José Cruz/Agência Brasil
José Cruz/Agência Brasil

MPF arquiva inquérito sobre agentes da Abin na Cúpula do Clima; deputados cobram interrogatório

Procurador da República diz que comprovação de ilegalidade dependeria de 'confissão'; agentes não foram interrogados

Felipe Frazão, O Estado de S.Paulo

19 de agosto de 2021 | 19h19

BRASÍLIA – O Ministério Público Federal (MPF) arquivou um inquérito civil sobre o envio de agentes da Agência Brasileira de Inteligência (Abin) à última edição da Cúpula do Clima (COP-25) das Nações Unidas, em Madri, Espanha. 

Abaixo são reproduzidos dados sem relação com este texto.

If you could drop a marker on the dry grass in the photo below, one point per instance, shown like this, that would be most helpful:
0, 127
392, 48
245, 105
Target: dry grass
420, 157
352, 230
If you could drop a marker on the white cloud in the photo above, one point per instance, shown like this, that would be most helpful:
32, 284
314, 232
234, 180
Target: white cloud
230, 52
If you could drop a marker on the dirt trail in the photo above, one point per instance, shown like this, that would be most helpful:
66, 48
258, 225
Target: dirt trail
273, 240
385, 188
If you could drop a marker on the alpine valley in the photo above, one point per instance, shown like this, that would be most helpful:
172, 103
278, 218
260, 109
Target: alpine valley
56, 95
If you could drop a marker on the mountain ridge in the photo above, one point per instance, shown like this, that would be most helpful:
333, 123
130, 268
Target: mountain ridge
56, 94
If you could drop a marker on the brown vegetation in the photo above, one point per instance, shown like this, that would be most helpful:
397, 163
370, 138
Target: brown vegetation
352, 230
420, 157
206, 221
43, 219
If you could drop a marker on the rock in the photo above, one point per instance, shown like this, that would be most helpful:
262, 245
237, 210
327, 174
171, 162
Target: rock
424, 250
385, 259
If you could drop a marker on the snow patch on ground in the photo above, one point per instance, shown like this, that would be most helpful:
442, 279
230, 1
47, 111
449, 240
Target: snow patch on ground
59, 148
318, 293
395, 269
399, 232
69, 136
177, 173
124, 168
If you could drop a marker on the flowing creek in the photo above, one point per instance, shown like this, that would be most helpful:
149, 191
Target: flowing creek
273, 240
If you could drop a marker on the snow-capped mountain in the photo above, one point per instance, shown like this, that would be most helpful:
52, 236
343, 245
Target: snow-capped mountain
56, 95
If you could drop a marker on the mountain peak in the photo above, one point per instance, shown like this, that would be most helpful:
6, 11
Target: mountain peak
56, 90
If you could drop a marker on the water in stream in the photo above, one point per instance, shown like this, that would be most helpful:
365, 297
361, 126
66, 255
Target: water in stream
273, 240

O procurador da República Guilherme Raposo, responsável pela investigação, disse que somente uma “confissão” por parte dos agentes de inteligência envolvidos comprovaria ilegalidades. Os agentes não foram interrogados. Raposo considerou que a confissão é algo “difícil” de ocorrer e justificou que, dada a escassez de recursos, o órgão deve se concentrar em apurações com razoável probabilidade de sucesso. 

Como revelou o Estadão, os quatro agentes da Abin fizeram monitoramento presencial no evento da ONU, em dezembro de 2019, registrados como de “analistas” da Presidência e credenciados como “negociadores”. O governo Jair Bolsonaro omitiu o vínculo funcional desses quatro oficiais com a Abin, tanto na listagem oficial encaminhada à ONU quanto nos documentos enviados ao Congresso. 

No ano passado, a reportagem ouviu um dos agentes da Abin. Sob a condição de anonimato, ele disse que o trabalho na COP-25  teve como objetivo captar as críticas ao governo Bolsonaro, sobretudo relacionados à Amazônia. Esse servidor negou que ambientalistas tenham sido fichados, mas confirmou a presença da equipe de inteligência em atividades do pavilhão do Brasil e de países estrangeiros. Além disso, informou que campanhas promovidas por organizações não-governamentais (ONGs) eram motivo de preocupação.

Provocada por representação de parlamentares do PSOL, a Procuradoria Federal dos Direitos do Cidadão considerou os fatos graves e recomendou a investigação. A Procuradoria da República no Distrito Federal instaurou um inquérito civil contra o ministro do Gabinete de Segurança Institucional, Augusto Heleno, e o então chanceler Ernesto Araújo, que comandava o Itamaraty.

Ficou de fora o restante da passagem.